Mes réflexions sont interrompues par les voix familières de mes parents. Je pose les derniers couverts sur la table et m'assois sur le plan de travail.

_ Comment va ma petite fille préférée ? S'enquit mon père.

Je souris à ces mots, sachant pertinemment que je ne pouvais qu'être la préférée puisque je n'avais ni frère, ni sœur. J'étreins rapidement mes parents et nous nous mettons à table.

Avant qu'ils ne commencent à parler de leur travail, de leur journée, je me racle la gorge. Ma mère tourne la tête vers moi, étonnée. Je ne parle pas souvent, je ne sais pas par où commencer. Je décide tout de même de me lancer, la curiosité prenant le dessus.

_ Aujourd'hui, j'ai eu cours de Sciences.

Ils hochent la tête, et je poursuis.

_ Le professeur nous a expliqué d'où venaient les gènes.

Ma mère soupire, comme si elle s'y attendait. Je m'apprête à continuer quand elle me coupe.

_ Tu sais, nous aussi nous avons eu droit à ce cours, à ton âge. C'est normal que tu te poses des questions et que tu trouves ça gênant, mais tu finiras par t'y faire.

- Ça veut dire que je n'ai même pas été formée à partir de vous. Vous n'êtes pas vraiment mes parents.

Je crains un instant de les avoir blessés, mais mon père me regarde avec un petit sourire en coin.

_ Nous t'avons créée, tu as juste été modifiée. Ta mère t'a portée pendant 9 mois. Et puis dans un sens, tu as nos gènes, même si tu n'en as pas hérité directement.

Je penche la tête sur le côté, en signe d'interrogation.

_ Nos gènes sont les mêmes, Alya. Nous les avons reçus, comme toi.

_ Alors pourquoi m'en avoir implanté, si j'allais recevoir les vôtre?

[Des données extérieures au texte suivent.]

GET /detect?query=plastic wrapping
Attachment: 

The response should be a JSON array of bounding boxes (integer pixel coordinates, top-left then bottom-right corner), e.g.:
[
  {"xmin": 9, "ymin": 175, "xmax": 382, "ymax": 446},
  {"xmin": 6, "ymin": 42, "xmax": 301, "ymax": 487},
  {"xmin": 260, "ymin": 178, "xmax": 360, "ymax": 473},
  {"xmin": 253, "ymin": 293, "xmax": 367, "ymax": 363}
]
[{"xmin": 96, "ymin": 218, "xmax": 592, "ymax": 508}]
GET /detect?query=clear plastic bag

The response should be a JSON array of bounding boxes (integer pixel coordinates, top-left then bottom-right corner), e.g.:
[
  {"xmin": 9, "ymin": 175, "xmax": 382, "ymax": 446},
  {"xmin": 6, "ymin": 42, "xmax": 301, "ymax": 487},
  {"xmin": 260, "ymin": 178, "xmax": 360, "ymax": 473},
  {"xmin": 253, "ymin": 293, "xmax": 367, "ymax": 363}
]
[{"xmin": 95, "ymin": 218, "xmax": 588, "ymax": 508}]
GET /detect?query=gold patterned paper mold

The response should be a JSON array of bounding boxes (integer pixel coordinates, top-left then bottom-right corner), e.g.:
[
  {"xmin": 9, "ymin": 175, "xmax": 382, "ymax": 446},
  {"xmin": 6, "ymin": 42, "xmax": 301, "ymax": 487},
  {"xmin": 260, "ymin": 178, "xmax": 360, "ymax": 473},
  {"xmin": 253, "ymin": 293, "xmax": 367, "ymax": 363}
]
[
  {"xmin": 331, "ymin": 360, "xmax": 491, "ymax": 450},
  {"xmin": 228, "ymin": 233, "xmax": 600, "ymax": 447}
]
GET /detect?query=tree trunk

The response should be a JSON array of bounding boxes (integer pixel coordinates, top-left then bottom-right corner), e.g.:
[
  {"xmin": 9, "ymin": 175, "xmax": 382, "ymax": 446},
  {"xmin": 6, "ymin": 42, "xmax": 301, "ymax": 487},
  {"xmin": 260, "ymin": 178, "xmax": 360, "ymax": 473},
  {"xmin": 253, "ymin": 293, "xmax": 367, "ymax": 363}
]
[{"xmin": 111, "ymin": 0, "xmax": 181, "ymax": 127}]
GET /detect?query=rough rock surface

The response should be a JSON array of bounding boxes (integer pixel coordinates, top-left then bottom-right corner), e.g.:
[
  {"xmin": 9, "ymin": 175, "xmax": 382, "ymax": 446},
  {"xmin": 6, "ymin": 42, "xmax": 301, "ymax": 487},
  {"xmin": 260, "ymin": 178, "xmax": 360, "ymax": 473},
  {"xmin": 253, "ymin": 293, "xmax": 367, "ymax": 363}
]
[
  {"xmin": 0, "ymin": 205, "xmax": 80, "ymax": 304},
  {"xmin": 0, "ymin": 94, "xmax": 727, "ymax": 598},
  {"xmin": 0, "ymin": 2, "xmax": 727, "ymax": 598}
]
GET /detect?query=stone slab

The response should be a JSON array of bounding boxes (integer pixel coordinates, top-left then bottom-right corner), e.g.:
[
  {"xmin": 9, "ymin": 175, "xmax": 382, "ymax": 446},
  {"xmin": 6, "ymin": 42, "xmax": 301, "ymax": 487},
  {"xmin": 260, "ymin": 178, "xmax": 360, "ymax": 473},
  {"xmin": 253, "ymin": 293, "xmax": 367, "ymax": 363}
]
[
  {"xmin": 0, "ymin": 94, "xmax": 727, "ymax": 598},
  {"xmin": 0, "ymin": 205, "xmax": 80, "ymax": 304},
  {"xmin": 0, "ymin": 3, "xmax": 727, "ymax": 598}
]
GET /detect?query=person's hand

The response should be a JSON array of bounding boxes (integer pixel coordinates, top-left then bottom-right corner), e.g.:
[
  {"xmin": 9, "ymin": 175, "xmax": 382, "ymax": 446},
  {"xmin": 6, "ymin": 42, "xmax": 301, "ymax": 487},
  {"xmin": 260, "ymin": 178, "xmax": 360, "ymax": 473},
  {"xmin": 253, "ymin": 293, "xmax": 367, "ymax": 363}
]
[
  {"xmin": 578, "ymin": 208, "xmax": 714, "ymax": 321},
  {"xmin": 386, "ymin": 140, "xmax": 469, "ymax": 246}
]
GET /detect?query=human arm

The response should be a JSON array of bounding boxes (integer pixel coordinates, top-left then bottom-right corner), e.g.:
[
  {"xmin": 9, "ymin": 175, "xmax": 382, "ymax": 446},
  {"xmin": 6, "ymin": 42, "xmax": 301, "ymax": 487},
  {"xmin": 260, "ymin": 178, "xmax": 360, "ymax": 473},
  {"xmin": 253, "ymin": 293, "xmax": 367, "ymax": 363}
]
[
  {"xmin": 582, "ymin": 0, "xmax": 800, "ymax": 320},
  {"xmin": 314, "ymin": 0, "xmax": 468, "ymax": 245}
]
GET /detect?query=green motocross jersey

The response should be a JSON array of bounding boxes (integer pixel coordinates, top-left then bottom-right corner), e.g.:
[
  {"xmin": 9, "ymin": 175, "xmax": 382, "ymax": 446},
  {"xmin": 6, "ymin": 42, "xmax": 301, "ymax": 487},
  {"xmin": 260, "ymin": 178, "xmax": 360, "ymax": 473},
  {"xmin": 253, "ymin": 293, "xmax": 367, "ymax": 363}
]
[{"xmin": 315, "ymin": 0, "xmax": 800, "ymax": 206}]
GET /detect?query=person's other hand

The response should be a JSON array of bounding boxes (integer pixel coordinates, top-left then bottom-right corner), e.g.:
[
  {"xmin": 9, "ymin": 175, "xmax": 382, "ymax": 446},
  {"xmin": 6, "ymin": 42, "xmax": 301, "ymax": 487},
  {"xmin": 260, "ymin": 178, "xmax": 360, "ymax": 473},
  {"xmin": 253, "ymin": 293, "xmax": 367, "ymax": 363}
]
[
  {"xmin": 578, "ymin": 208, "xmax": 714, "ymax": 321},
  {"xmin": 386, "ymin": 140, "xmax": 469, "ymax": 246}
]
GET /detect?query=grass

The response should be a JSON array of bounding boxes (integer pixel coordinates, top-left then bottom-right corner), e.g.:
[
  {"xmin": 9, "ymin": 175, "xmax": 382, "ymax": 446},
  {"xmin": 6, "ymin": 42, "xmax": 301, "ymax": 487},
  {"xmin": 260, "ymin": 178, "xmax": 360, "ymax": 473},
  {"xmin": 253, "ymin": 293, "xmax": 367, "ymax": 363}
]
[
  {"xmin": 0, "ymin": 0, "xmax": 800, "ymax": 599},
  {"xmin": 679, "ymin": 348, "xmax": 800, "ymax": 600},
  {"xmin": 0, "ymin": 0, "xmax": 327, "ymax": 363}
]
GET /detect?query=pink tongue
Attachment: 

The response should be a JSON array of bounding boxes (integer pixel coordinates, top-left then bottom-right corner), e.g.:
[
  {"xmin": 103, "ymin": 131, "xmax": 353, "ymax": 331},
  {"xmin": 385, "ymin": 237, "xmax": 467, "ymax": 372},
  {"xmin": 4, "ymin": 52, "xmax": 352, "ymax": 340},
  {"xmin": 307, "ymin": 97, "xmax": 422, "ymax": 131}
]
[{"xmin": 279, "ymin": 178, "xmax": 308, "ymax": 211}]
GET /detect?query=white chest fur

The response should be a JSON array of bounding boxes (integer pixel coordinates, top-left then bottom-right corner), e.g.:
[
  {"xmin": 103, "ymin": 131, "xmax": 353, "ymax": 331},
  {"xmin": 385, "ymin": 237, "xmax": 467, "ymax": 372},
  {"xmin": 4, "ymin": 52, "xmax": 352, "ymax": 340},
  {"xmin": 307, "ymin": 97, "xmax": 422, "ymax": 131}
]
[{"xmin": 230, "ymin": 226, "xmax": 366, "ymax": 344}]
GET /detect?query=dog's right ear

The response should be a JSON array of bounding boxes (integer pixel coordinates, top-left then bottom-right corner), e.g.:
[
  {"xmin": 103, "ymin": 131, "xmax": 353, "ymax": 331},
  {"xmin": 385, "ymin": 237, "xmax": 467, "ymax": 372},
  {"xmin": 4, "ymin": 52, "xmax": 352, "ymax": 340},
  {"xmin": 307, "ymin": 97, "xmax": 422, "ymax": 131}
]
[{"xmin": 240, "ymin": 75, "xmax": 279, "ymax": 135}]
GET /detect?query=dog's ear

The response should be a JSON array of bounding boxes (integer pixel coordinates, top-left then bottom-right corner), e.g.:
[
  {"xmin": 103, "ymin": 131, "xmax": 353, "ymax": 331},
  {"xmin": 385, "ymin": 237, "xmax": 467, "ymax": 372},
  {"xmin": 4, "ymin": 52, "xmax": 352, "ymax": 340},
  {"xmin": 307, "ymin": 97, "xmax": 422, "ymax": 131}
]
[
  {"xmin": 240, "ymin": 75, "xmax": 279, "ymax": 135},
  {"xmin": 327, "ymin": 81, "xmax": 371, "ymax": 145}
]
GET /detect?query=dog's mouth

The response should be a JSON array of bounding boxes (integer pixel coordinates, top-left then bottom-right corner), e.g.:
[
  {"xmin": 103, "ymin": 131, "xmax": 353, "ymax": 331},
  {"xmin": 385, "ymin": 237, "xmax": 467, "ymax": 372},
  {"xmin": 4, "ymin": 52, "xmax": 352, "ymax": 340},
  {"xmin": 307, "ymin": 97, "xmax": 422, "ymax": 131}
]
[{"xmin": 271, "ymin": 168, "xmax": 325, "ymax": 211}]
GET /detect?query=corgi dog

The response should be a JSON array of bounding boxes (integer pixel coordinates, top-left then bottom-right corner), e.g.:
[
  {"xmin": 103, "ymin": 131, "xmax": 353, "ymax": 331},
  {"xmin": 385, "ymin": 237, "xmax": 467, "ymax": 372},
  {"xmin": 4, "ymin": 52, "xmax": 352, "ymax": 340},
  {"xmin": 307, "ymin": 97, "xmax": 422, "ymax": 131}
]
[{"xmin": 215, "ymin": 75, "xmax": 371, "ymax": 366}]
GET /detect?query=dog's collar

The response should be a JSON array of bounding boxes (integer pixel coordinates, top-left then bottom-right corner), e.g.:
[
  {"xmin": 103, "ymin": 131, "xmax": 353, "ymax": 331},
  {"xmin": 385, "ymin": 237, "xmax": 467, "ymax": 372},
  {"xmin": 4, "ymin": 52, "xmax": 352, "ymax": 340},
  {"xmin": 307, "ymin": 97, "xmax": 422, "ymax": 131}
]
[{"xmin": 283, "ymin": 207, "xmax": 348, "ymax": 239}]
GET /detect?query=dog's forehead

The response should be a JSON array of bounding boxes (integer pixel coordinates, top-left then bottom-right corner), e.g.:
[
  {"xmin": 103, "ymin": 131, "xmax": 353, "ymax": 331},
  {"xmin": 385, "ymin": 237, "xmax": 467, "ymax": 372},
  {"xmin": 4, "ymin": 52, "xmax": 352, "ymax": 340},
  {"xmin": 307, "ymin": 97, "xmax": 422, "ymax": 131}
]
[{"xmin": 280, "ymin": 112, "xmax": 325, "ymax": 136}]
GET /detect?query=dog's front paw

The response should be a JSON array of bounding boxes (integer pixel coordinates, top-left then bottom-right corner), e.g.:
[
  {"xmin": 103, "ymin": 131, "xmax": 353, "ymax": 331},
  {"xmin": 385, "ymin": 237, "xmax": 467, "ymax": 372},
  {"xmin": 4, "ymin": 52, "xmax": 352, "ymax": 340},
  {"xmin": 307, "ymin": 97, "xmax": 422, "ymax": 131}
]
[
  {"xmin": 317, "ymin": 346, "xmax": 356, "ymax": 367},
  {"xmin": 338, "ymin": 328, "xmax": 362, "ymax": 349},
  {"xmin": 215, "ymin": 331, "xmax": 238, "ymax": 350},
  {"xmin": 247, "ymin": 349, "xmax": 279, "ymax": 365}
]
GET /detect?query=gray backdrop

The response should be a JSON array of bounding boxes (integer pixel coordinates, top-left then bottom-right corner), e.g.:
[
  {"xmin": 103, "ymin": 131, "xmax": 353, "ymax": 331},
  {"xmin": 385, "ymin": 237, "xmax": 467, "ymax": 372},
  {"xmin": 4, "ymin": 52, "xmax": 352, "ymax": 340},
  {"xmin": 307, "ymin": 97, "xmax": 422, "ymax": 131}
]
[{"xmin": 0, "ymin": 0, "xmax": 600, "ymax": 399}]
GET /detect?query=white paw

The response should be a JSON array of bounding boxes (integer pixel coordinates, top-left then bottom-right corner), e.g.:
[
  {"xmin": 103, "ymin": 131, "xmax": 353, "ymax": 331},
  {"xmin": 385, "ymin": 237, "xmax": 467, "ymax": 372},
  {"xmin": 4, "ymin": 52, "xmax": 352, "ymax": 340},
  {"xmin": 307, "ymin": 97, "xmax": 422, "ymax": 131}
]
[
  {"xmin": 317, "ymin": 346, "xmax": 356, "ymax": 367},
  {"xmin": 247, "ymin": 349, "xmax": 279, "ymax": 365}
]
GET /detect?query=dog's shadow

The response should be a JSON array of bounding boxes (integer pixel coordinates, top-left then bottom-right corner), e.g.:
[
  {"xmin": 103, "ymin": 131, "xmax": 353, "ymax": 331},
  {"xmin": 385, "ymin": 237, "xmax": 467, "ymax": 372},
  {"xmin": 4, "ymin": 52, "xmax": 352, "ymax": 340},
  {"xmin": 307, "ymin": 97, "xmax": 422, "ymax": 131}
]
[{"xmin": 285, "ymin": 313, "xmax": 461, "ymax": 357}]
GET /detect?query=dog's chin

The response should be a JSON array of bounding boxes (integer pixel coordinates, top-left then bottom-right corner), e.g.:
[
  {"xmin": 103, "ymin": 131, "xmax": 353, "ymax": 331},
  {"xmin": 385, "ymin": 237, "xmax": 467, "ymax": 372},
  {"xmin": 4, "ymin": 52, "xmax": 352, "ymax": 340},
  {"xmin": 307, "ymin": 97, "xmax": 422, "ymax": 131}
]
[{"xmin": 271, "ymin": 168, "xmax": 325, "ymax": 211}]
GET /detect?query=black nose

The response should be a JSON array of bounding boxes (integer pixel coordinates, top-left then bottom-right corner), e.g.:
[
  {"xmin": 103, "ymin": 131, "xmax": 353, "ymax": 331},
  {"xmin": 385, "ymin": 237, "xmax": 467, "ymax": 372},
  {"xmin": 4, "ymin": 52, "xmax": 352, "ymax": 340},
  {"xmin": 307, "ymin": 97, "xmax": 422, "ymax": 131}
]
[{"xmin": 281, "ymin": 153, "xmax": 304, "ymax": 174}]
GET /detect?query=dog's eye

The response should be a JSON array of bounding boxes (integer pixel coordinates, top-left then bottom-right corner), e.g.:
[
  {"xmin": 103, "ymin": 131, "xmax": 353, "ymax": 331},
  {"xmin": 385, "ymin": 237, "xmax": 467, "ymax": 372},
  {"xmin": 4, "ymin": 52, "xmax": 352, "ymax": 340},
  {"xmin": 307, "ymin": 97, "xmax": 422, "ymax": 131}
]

_ Nous ne sommes pas à l'abri d'un gène défaillant. Les Grands les administrent par sécurité.

Ma mère se lève, considérant que le sujet est clos.

*

Je m'assois sur mon lit, et tends le bras pour attraper le manuel. Je l'ouvre au hasard, page 165.

"L'Union rend un grand service à ses habitants. La Pilule, administrée aux femmes enceintes, permet de créer un nouveau-né sur le modèle de ses futurs camarades. Ce système rend les Unionniens égaux, et efface leurs différences en les gardant en bonne santé. L'espérance de vie à augmenté de plus de 50 ans depuis que le système à été mis en place."

Ils ont oublié de mentionner que nous sommes élevés dans la peur constante, tout ça pour nous apprendre à nous taire et à nous soumettre aux lois. Les Grands ont peur que nous nous mettions à penser par nous-mêmes, c'est pour cela que tout est contrôlé pour nous. Les personnes comme ce garçon en maths sont menaçantes. Ils ne respectent pas les règles.